Compilers

The Language of the CPU

As with all digital circuitry logic - the CPU only understands binary instructions.

We call these instructions “machine code”.

Machine code instructions are specific to the CPU architecture (Intel x86, amd64, MIPS, AVR, etc…) and will only work for its intended architecture.

Modern day programming languages often have features like variables, macros and switch statements.

Whilst easy to understand by us humans, the computer itself won’t understand these things - which is why we have compilers.

Compilers

The function of a compiler is to read in high level program source code, and output a binary file containing machine code for the required architecture.

A compiler goes through the following stages in order

Lexical Analysis
Syntax Analysis
Semantic Analysis
Optimisation
Code Generation

Lexical Analysis

The compiler reads the program source code and represents the parts of the code as tokens

Syntax Analysis

The compiler analyses the tokens and forms a syntax tree (parsing tree).
Syntactical correctness is performed (i.e. valid syntax)

Semantic Analysis

The compiler analyses the syntax tree to ensure that the tree nodes follow the rules of the language

Optimisation

Optional

The compiler optimises the syntax tree by rearranging, removing or even adding code in the syntax tree

Code Generation

The compiler maps each node in the syntax tree to the machine code of the target architecture

Just-In-Time (JIT) Compilers

Some compilers (i.e. Java) do not compile the program into machine code, but into what is known as “bytecode”.

When the program is run, an interpreter running on the system will map the bytecode instructions to the machine instructions native to that system.
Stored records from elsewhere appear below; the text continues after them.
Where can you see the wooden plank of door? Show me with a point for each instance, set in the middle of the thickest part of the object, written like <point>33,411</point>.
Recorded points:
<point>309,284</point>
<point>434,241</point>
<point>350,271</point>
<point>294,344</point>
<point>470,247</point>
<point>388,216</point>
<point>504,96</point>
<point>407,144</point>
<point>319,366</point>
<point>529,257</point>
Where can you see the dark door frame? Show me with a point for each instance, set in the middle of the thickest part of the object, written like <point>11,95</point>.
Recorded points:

This therefore makes the bytecode-compiled binary portable and universal, without needing to compile the program specifically for each system.

Assembly Code

Assembly code is a representation of the machine-code, used to bring clarity and understanding of the machine-code to developers.

Left: Machine-code (i.e. \xf3\x0f\x1e\xfb)
Right: Assembly code representation (i.e. nop)

We are also able to write programs in assembly language ourselves!